3.Fortsetzung 30.11.2007 (nachoben)
Nach Vorsprache bei meinem Hausarzt mit den Unterlagen von Barcelona hat mir dann mein Hausarzt eine Überweisung mit Angabe der anstehenden Untersuchungen zur Klinik nach Blanes geschrieben, nicht aber ohne mich zu fragen, ob die Ärzte in Blanes wohl etwas hirnlos sind ! Mit meinem Hausarzt selber habe ich jetzt mittlerweile Frieden geschlossen. Er hilft mir, wo er kann. Nun gut, mit den Untersuchungsresultaten eine Woche später wieder nach Barcelona, wo mich der Doc erst mal über die genaue Diagnose aufklärte, nämlich das "Thorciac outlet Syndrom" was soviel heißt, eine verklemmung der Nerven zwischen der oberen ersten Rippe und der Wirbelsäule. Diese Diagnose, von der ich ohne Unterlass 14 Wochen bei allen mich behandelnden Ärzten gepredigt hatte, wurde die gesamte Zeit ignoriert. Was ich dann noch in dem spanisch Medizinischen Kauderwelsch verstanden habe, das die Wartezeit bis zu OP mindestens 3 Monate dauert. Dann versuchte mich der Doc noch über die Risiken der OP aufzuklären, aber dafür reichte mein Spanisch dann wiederrum nicht aus. Ich sollte am nächsten Freitag mit einem Dolmetscher wiederkommen, damit ich auch alles verstehe. Werde ich zwar heute am 30.11. mit einer Bekannten, welche fließend deutsch, Catalan und Castellano spricht, hinfahren, die Belehrung aber nur als Alibi nehmen, denn ich benötige die schriftliche Diagnose der Klinik für meinen Antrag auf Überweisung nach Deutschland, wo ich eine Wartezeit von max 8 Tagen habe. Einlieferung und Untersuchung kann je nach Flugtermin und Ankunft auch schon eher erfolgen. Ein Pluspunkt beim Überweisungsantrag ist, das ich die Transportkosten selber übernehme. (Bei Raynair Girona-Basel zwischen 16 und 45€ netto, je nach Termin. Shuttelservice von Basel Airport zur Klinik ist kostenlos. Zudem habe ich eine schriftliche Erklärung der deutschen Klinik über den Gesamtpreis der Behandlung inklusive OP welcher 5.305 € beträgt.

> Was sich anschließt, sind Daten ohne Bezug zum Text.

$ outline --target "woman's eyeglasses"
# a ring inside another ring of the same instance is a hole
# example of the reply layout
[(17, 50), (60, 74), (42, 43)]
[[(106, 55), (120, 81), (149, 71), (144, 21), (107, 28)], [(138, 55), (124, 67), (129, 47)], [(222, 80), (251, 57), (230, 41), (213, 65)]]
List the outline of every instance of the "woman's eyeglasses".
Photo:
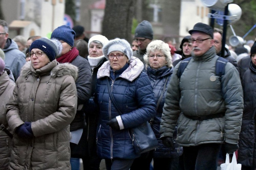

Dazu habe ich eine Kalkulation angefertigt, welche ich der Kasse hier ebenfalls einreichen werde. In den 3 Monaten an Wartezeit verbrauche ich hier an Medikamten (von denen einige sauteuer sind) und der Arztbesuche mindestens 2.700 €, bevor es zur Einweisung kommt. Und ich glaube kaum, das auch eine spanische Spezial- und Uniklinik diese Behandlung zu einem Dumpingpreis von 2.605 € durchführen wird. Aber den hiesigen Preis erfahre ich erst noch bei meinem Besuch und werde dann die obigen Daten ergänzen. Soweit der Bericht bis heute, 30.11.07, 01:10 h morgens. Fortsetzung folgt.